Un car aura été retenu plus de 4 heures. Mais où sont les accords de Schengen ? Pourquoi un contrôle systématique des personnes sur des opposants à un projet international qui n’a pas donné lieu à débat public ? (...)

12h30 : Je suis en voiture le convoi des onze cars. A l’arrivée au péage de St Quentin Fallavier, aux abords de Lyon, une brigade de CRS intercepte le convoi et stocke les cars sur le parking situé après le péage. Les CRS laissent les Italiens, malgré mes remarques au commandant, descendre des bus, et se retirent pour les laisser envahir l’autoroute sans stopper le voitures. Je sens le piège qui permettrait aux CRS de charger et j’appelle le préfet de police pour lui demander de donner l’ordre aux CRS de faire remonter les Italiens dans les bus immédiatement. Il donne cet ordre. Les CRS s’exécutent. Les cars restent bloqués. Les Italiens discutent entre eux et décident de continuer vers Lyon. Dès l’annonce de cette décision, l’ordre est donné de les laisser passer.
Quelle justification à ce nouvel arrêt ? Est-ce pour organiser une provocation et permettre de justifier leur refoulement ? Est-ce pour retarder encore leur arrivée à Lyon ? Quel droit applique-t-on ? (...)
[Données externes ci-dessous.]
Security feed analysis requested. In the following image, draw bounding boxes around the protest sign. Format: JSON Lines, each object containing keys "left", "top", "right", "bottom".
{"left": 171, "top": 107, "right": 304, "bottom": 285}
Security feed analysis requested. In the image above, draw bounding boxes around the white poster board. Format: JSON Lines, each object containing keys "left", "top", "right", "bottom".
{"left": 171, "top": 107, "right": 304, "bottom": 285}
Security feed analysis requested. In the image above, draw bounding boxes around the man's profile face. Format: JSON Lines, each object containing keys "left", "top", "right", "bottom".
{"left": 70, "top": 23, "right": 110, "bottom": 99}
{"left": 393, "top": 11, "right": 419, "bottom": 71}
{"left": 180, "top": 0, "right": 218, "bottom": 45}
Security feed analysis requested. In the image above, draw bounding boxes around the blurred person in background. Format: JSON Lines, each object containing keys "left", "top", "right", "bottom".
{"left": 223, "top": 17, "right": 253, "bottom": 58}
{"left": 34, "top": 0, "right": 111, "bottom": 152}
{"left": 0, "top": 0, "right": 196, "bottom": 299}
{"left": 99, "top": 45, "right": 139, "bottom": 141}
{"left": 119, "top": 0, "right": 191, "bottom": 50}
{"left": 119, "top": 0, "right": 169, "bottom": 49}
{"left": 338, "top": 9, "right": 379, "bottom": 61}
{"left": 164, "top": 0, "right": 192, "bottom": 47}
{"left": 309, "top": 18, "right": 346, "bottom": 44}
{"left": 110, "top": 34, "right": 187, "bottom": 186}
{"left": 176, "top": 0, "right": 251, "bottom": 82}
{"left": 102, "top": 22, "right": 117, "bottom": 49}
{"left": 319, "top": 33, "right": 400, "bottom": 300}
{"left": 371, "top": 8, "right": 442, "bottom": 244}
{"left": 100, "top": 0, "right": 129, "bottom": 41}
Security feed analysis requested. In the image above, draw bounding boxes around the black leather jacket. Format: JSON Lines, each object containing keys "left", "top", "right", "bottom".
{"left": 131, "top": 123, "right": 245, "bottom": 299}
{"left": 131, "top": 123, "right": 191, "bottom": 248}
15h50 : Les opposants au Lyon-Turin enfin arrivés à Lyon veulent faire partir un cortège de la place des Brotteaux. Mais les cars sont amenés sur la place elle-même. Le piège se referme sur eux et sur les manifestants français qui les attendaient sous la pluie : la place est encerclée et fermée en grande partie par des CRS. Derrière les barrières, sur trois cercles concentriques : un minimum de 1500 hommes en uniforme sont comptés.
Avant l’arrivée des italiens, les membres de la coordination se rendent compte que plusieurs manifestants déguisés sont en fait des policiers infiltrés. L’un d’entre eux, en salopette blanche, bouscule des journalistes et s’en prend au caméraman de FR3. La jeune journaliste est affolée et elle va partir. D’autres ne sont là que pour provoquer des incidents qui puissent dégénérer et justifier les moyens déployés.
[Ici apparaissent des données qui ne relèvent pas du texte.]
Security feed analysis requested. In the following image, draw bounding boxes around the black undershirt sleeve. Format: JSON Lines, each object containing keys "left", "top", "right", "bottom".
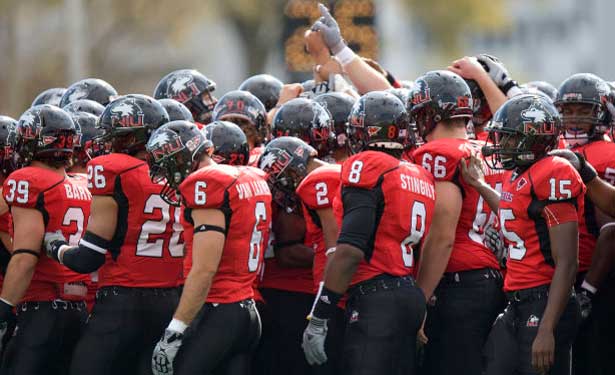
{"left": 336, "top": 186, "right": 380, "bottom": 259}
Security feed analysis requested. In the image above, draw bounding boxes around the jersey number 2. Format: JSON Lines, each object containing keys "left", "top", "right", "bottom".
{"left": 137, "top": 195, "right": 184, "bottom": 258}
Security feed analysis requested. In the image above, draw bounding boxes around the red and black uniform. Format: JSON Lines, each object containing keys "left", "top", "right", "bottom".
{"left": 1, "top": 167, "right": 91, "bottom": 374}
{"left": 249, "top": 146, "right": 264, "bottom": 167}
{"left": 336, "top": 151, "right": 435, "bottom": 375}
{"left": 413, "top": 138, "right": 505, "bottom": 375}
{"left": 173, "top": 164, "right": 269, "bottom": 374}
{"left": 70, "top": 153, "right": 183, "bottom": 375}
{"left": 484, "top": 156, "right": 583, "bottom": 375}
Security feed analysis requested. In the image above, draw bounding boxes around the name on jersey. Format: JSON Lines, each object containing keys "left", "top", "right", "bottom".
{"left": 501, "top": 191, "right": 513, "bottom": 202}
{"left": 400, "top": 174, "right": 435, "bottom": 199}
{"left": 236, "top": 180, "right": 270, "bottom": 200}
{"left": 64, "top": 183, "right": 92, "bottom": 201}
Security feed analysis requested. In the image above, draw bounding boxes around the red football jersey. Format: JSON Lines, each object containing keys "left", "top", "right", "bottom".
{"left": 296, "top": 164, "right": 341, "bottom": 289}
{"left": 339, "top": 151, "right": 436, "bottom": 286}
{"left": 249, "top": 146, "right": 264, "bottom": 167}
{"left": 412, "top": 139, "right": 500, "bottom": 272}
{"left": 179, "top": 164, "right": 271, "bottom": 303}
{"left": 571, "top": 140, "right": 615, "bottom": 271}
{"left": 87, "top": 154, "right": 184, "bottom": 288}
{"left": 500, "top": 156, "right": 585, "bottom": 291}
{"left": 3, "top": 167, "right": 91, "bottom": 302}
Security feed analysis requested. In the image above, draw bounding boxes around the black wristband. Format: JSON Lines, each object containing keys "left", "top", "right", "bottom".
{"left": 501, "top": 80, "right": 518, "bottom": 95}
{"left": 47, "top": 241, "right": 68, "bottom": 263}
{"left": 576, "top": 152, "right": 598, "bottom": 183}
{"left": 313, "top": 287, "right": 343, "bottom": 320}
{"left": 0, "top": 299, "right": 13, "bottom": 322}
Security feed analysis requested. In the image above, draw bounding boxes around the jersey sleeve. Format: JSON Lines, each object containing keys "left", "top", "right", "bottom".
{"left": 179, "top": 168, "right": 235, "bottom": 209}
{"left": 412, "top": 141, "right": 466, "bottom": 182}
{"left": 86, "top": 156, "right": 122, "bottom": 196}
{"left": 340, "top": 152, "right": 398, "bottom": 189}
{"left": 3, "top": 169, "right": 48, "bottom": 209}
{"left": 296, "top": 169, "right": 340, "bottom": 210}
{"left": 532, "top": 156, "right": 585, "bottom": 203}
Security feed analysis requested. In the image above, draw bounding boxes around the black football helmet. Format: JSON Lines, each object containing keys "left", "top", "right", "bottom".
{"left": 524, "top": 81, "right": 558, "bottom": 101}
{"left": 63, "top": 99, "right": 105, "bottom": 117}
{"left": 32, "top": 88, "right": 66, "bottom": 107}
{"left": 153, "top": 69, "right": 217, "bottom": 124}
{"left": 272, "top": 98, "right": 335, "bottom": 157}
{"left": 70, "top": 112, "right": 102, "bottom": 167}
{"left": 386, "top": 88, "right": 411, "bottom": 107}
{"left": 347, "top": 91, "right": 412, "bottom": 157}
{"left": 212, "top": 90, "right": 268, "bottom": 144}
{"left": 554, "top": 73, "right": 614, "bottom": 146}
{"left": 259, "top": 136, "right": 317, "bottom": 211}
{"left": 96, "top": 94, "right": 170, "bottom": 156}
{"left": 314, "top": 92, "right": 356, "bottom": 149}
{"left": 158, "top": 99, "right": 194, "bottom": 122}
{"left": 146, "top": 121, "right": 212, "bottom": 205}
{"left": 238, "top": 74, "right": 284, "bottom": 112}
{"left": 483, "top": 94, "right": 561, "bottom": 170}
{"left": 60, "top": 78, "right": 118, "bottom": 107}
{"left": 465, "top": 79, "right": 492, "bottom": 127}
{"left": 202, "top": 121, "right": 249, "bottom": 166}
{"left": 0, "top": 116, "right": 18, "bottom": 176}
{"left": 15, "top": 105, "right": 78, "bottom": 168}
{"left": 410, "top": 70, "right": 473, "bottom": 138}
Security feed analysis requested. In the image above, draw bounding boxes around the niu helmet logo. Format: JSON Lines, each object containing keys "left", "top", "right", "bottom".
{"left": 412, "top": 79, "right": 431, "bottom": 105}
{"left": 110, "top": 102, "right": 145, "bottom": 128}
{"left": 19, "top": 112, "right": 40, "bottom": 140}
{"left": 148, "top": 131, "right": 183, "bottom": 161}
{"left": 521, "top": 103, "right": 555, "bottom": 135}
{"left": 166, "top": 73, "right": 200, "bottom": 102}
16h40 : Les No TAV italiens ne veulent pas être « venus à Lyon pour rien ». Les manifestants se trouvent parqués au croisement de la rue Juliette Récamier et du boulevard des Belges, dans le 6è arrondissement de Lyon. Les policiers laissent entrer des gens sur la zone mais personne n’en sort pour l’heure. (...)
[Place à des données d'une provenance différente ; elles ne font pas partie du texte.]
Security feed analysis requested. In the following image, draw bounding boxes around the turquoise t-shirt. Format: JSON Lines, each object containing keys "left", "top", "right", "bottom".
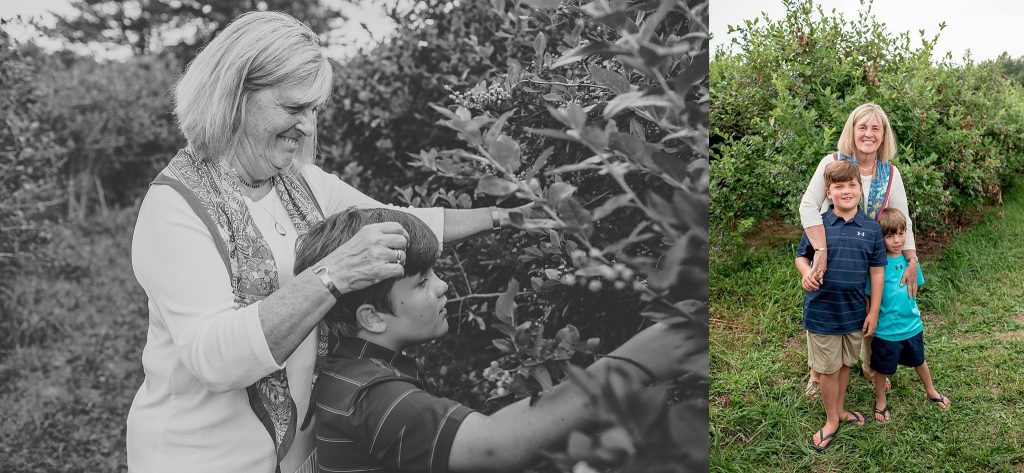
{"left": 864, "top": 255, "right": 925, "bottom": 341}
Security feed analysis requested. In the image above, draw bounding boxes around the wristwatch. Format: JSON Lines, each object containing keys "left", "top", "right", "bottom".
{"left": 489, "top": 206, "right": 502, "bottom": 231}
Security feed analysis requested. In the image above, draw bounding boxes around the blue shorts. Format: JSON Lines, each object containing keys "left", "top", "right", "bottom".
{"left": 870, "top": 332, "right": 925, "bottom": 376}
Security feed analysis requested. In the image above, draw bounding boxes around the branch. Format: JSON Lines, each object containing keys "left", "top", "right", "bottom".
{"left": 523, "top": 78, "right": 613, "bottom": 92}
{"left": 448, "top": 292, "right": 531, "bottom": 303}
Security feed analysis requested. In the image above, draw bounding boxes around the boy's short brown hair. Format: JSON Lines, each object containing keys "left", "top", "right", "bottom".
{"left": 293, "top": 208, "right": 440, "bottom": 339}
{"left": 824, "top": 160, "right": 860, "bottom": 189}
{"left": 877, "top": 208, "right": 907, "bottom": 236}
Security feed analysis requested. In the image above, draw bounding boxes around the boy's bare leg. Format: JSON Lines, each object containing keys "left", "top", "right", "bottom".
{"left": 873, "top": 372, "right": 890, "bottom": 422}
{"left": 835, "top": 364, "right": 863, "bottom": 424}
{"left": 861, "top": 335, "right": 890, "bottom": 390}
{"left": 915, "top": 362, "right": 950, "bottom": 408}
{"left": 813, "top": 369, "right": 842, "bottom": 448}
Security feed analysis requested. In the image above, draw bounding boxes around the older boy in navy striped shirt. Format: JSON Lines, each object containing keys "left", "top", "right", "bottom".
{"left": 795, "top": 160, "right": 886, "bottom": 451}
{"left": 293, "top": 208, "right": 689, "bottom": 473}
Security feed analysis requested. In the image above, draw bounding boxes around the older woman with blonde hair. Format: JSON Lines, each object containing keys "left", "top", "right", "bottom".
{"left": 798, "top": 103, "right": 918, "bottom": 399}
{"left": 127, "top": 11, "right": 519, "bottom": 473}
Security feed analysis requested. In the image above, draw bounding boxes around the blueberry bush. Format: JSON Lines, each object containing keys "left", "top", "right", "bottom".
{"left": 323, "top": 0, "right": 708, "bottom": 470}
{"left": 711, "top": 0, "right": 1024, "bottom": 245}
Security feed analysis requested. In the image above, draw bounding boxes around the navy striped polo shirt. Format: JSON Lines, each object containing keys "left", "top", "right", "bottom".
{"left": 797, "top": 207, "right": 887, "bottom": 335}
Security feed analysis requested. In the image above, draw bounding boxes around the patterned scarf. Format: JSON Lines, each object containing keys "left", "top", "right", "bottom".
{"left": 833, "top": 152, "right": 893, "bottom": 219}
{"left": 152, "top": 148, "right": 327, "bottom": 468}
Les conclusions d’une telle journée me laissent perplexe. Ceux qui avaient tant critiqué l’État policier mis en place par Sarkozy ont endossé l’uniforme en lui donnant encore plus d’ampleur.

Que voulait-on prouver avec la mise en place d’un tel dispositif ? Le ministre de l’Intérieur voulait-il montrer des muscles devant ses collègues et les deux chefs d’État présents, voulait-il faire monter ses sondages de popularité auprès de la population lyonnaise avec cette mise en scène ?

Nos amis piémontais, paisibles villageois, Turinois ou universitaires (certes accompagnés de quelques jeunes anarchistes), sont repartis en disant que la police d’Hollande n’avait rien à envier à celle de Berlusconi-Monti . Habitués et aguerris face à l’armée et aux escadrons de gendarmerie , soit 4000 policiers qui se relaient jour et nuit pour « protéger le site ».

L’argument qui restait aux promoteurs du Lyon-Turin pour faire valoir le projet après que nous ayons démystifié tous les chiffres de trafic et de coûts, était l’argument de la mise en relation entre les peuples que devait créer ce nouveau tunnel. C’est vraiment mal parti lorsqu’on voit comment on organise l’accueil de nos voisins italiens à la sortie du Fréjus tunnel existant. Comment faire confiance à ces dirigeants qui ont menti pour construire ce dossier et qui ont également menti en créant une galerie de sécurité pour le Fréjus et en annonçant récemment qu’elle constituerait une nouvelle voie pour faire passer des camions.